MGXlab / CAT_pack

CAT/BAT/RAT: tools for taxonomic classification of contigs and metagenome-assembled genomes (MAGs) and for taxonomic profiling of metagenomes
MIT License
168 stars 32 forks source link

CAT: Database was built with a different version of Diamond and is incompatible. #119

Open ShangLiii opened 3 months ago

ShangLiii commented 3 months ago

Hi, I am using the already prepared CAT gtdb database (version: 20231120) and it is notified that the diamond version is not compatible. However, when I checked the log of the "20231120_CAT_gtd", it is said [2023-11-21 00:14:46] ERROR: DIAMOND database could not be created. I am wondering whether the file is currupted if not does anyone know what diamond version I should use?

thauptfeld commented 3 months ago

Hi,

Can you post the diamond version that you are using and the code that you are trying to run? That will help me understand better where things are going wrong.

Cheers, Tina

ShangLiii commented 2 months ago

Hi,

Can you post the diamond version that you are using and the code that you are trying to run? That will help me understand better where things are going wrong.

Cheers, Tina

Hi, I am using diamond (2.1.8, install through bioconda). My command is: python CAT_pack contigs -c $workdir/contigs_1000bp.fasta -d $Prjdir/CAT_db/gtdb/db -t $Prjdir/CAT_db/gtdb/tax --sensitive -o $catdir/${i} --force

Nethertheless, I have managed to run CAT by prepare customed database through 'CAT_pack download'. Thank you anyway!

By the way, I am now trying to run RAT using self-prepared nr database. However, the CAT failed with no error message. Here is the log: RAT is running. Mapping reads against assembly with bwa mem.

[2024-04-08 16:53:45] Running bwa mem for read mapping.
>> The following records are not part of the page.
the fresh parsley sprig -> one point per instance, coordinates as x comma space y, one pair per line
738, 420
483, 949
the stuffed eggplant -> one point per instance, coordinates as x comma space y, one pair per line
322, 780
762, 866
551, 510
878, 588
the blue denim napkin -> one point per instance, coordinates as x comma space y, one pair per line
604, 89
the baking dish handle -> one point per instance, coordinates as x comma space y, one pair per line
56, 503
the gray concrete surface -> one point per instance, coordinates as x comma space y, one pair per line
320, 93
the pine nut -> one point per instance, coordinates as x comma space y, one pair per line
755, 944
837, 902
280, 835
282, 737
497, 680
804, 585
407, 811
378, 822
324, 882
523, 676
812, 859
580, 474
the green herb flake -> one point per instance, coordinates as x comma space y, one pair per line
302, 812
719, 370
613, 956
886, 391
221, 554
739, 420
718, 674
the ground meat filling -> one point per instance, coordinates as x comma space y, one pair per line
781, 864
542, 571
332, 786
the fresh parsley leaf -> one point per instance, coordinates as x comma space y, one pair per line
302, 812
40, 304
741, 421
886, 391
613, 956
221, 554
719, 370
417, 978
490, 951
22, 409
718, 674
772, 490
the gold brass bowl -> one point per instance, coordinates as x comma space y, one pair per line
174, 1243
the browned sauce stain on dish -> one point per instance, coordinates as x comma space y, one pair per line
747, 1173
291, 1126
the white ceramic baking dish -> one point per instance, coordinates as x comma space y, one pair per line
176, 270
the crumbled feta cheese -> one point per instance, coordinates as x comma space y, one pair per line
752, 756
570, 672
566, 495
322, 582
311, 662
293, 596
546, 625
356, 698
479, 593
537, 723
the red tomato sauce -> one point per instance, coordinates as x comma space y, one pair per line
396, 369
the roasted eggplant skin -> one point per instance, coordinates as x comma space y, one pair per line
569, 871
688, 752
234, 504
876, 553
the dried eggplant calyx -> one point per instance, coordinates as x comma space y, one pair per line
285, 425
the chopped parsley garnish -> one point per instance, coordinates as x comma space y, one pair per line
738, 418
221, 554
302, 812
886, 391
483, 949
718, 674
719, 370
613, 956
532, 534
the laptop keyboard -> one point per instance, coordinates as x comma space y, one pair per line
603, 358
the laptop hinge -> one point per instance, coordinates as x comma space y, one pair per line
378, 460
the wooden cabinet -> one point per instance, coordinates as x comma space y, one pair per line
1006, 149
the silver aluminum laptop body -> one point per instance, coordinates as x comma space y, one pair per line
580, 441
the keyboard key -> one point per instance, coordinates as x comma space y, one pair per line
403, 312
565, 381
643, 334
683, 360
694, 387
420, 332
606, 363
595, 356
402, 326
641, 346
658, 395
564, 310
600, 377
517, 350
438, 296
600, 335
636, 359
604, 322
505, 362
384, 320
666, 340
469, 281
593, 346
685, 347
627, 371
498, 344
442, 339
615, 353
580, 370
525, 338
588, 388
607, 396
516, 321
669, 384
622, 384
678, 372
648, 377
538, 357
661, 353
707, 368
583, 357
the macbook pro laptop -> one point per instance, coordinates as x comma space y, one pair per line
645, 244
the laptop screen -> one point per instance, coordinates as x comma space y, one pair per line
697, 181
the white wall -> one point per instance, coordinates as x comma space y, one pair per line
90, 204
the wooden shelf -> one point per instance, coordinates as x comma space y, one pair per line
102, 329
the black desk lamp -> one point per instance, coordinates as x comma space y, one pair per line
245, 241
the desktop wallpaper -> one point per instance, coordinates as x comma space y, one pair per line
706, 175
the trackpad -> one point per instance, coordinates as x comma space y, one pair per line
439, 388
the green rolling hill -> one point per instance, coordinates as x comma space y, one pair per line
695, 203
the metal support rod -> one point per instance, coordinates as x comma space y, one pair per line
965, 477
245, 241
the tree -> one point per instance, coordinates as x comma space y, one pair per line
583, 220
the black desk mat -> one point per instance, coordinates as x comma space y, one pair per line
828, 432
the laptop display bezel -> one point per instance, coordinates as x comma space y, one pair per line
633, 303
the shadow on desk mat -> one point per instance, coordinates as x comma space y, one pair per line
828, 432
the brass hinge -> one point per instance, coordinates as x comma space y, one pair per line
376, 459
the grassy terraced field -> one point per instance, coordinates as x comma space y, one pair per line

File /data2/lishang/CAT/m2.Lma.12/m2.Lma.12.rat.contigs_1000bp.fasta.m2.Lma.12_R1.fixed.fq.00.0_0.cor.fastq.gz.bwamem.sorted will be generated.Do not forget to cite bwa mem and samtools when using RAT in your publication! [2024-04-08 16:53:45] Contigs fasta is already indexed. [2024-04-08 16:53:45] Running bwa mem... [M::bwa_idx_load_from_disk] read 0 ALT contigs [M::process] read 1288846 sequences (193326900 bp)... [M::mem_pestat] # candidate unique pairs for (FF, FR, RF, RR): (0, 630995, 3970, 0) [M::mem_pestat] skip orientation FF as there are not enough pairs [M::mem_pestat] analyzing insert size distribution for orientation FR... [M::mem_pestat] (25, 50, 75) percentile: (241, 357, 502) [M::mem_pestat] low and high boundaries for computing mean and std.dev: (1, 1024) [M::mem_pestat] mean and std.dev: (384.48, 169.42) [M::mem_pestat] low and high boundaries for proper pairs: (1, 1285) [M::mem_pestat] analyzing insert size distribution for orientation RF... [M::mem_pestat] (25, 50, 75) percentile: (663, 768, 892) [M::mem_pestat] low and high boundaries for computing mean and std.dev: (205, 1350) [M::mem_pestat] mean and std.dev: (751.45, 138.52) [M::mem_pestat] low and high boundaries for proper pairs: (1, 1579) [M::mem_pestat] skip orientation RR as there are not enough pairs [M::mem_pestat] skip orientation RF [M::mem_process_seqs] Processed 1288846 reads in 94.948 CPU sec, 1.620 real sec [main] Version: 0.7.17-r1188 [main] CMD: bwa mem -t 112 /data2/lishang/Contig/m2.Lma.12/contigs_1000bp.fasta /data2/lishang/Contig/m2.Lma.12/corrected/m2.Lma.12_R1.fixed.fq.00.0_0.cor.fastq.gz /data2/lishang/Contig/m2.Lma.12/corrected/m2.Lma.12_R2.fixed.fq.00.0_0.cor.fastq.gz [main] Real time: 5.615 sec; CPU: 98.723 sec [2024-04-08 16:53:51] Sorting bam file... [bam_sort_core] merging from 0 files and 112 in-memory blocks... [2024-04-08 16:53:52] Read mapping done!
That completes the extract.